If yes, what is the rate? Is it the same as the Responses API file_search tool ($2.50 per 1,000 calls)?
Same per-use rate as Responses. When you call the endpoint yourself, you incur the single-use cost. If you use an AI with the file_search tool, it might decide to make multiple “uses” for you..
The big cost of an embeddings-based vector store is paying the up-front costs of the ingesting of files. Then after that, the single embeddings query calls are very cheap. OpenAI switches this up with low barrier, where they recover their costs of providing you no-cost vector store creation with daily storage fees, per call fee, and the large context placement into an AI model if using as tool.

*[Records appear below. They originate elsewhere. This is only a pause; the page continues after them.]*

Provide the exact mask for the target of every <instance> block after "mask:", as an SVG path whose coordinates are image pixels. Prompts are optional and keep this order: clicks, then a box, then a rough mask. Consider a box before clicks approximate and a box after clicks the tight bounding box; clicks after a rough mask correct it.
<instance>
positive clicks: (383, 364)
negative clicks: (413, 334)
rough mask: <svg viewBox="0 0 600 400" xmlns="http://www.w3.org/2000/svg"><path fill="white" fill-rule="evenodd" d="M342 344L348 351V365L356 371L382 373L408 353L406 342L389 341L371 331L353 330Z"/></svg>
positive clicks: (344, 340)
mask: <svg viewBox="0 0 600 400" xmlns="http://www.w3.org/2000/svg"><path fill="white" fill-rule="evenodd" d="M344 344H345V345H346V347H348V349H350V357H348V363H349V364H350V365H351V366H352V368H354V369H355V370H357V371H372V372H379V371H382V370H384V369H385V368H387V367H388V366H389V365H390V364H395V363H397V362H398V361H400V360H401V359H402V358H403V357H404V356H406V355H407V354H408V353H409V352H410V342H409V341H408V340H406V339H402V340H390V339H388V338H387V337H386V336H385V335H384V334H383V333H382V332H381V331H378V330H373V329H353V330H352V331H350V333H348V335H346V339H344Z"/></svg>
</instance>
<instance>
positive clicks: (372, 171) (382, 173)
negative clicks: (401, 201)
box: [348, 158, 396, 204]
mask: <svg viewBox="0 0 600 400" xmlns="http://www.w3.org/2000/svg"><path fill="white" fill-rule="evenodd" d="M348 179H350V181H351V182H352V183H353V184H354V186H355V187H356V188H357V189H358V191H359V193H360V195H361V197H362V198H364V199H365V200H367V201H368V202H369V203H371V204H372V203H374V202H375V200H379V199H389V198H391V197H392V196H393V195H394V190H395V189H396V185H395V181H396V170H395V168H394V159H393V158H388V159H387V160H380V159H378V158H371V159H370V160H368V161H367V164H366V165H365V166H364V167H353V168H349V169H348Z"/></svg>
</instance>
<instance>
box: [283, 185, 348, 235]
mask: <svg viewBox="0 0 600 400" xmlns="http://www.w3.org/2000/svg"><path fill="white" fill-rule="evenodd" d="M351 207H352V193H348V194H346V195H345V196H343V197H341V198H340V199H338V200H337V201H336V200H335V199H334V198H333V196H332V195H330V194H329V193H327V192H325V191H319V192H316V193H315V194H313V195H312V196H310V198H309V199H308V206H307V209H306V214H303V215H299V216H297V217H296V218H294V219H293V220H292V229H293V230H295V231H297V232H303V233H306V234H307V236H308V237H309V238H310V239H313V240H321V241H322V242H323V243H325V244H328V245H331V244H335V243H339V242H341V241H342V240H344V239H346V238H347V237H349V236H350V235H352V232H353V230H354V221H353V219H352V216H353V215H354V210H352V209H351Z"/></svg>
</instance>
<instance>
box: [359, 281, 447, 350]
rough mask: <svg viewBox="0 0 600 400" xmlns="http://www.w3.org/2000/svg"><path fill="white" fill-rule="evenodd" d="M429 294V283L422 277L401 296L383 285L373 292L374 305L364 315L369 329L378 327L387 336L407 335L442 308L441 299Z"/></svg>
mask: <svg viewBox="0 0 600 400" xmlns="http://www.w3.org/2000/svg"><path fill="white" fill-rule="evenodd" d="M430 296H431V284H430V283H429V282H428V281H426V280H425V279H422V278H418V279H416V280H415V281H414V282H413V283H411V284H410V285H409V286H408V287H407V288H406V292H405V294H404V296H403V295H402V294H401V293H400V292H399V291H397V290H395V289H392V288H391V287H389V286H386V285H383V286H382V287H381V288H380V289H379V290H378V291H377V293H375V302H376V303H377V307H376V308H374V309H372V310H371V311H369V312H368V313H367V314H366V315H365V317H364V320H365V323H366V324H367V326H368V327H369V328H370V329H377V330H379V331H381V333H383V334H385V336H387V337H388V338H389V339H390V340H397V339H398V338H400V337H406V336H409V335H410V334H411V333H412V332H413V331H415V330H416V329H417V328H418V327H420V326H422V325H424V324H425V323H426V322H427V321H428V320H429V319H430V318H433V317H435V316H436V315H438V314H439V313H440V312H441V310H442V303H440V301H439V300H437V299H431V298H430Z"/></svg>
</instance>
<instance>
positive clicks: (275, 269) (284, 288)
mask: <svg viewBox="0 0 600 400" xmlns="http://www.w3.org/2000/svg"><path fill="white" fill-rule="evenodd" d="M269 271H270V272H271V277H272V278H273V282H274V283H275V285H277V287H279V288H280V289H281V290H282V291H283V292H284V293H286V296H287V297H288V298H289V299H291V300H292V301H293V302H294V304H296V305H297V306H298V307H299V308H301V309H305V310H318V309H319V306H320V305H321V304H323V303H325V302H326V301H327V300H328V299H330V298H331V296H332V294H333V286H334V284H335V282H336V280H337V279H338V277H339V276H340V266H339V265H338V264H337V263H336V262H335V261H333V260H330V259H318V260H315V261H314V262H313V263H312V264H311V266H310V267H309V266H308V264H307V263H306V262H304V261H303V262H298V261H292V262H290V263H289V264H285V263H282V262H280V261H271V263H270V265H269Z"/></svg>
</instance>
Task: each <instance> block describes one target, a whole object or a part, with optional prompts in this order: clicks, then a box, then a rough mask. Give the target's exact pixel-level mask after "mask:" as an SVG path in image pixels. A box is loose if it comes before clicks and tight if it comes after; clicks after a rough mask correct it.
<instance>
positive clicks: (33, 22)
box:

Assistants didn’t have a usage fee for file search, but of course you didn’t have direct access to the results nor could you write your own query. It’s being shut off next year.
I haven’t been able to confirm this on my end yet. When I tested client.vector_stores.search() myself, I couldn’t find where these calls are reflected in my API usage dashboard.
I checked:
Usage > File Searches — shows 1 request, but this was from a Responses API file_search call, not from the direct client.vector_stores.search() call
The issue was that I was filtering by API key in the usage dashboard. When I cleared the filter, the calls showed up correctly. Strangely, filtering by API key only shows Responses API file_search calls, not direct client.vector_stores.search() calls.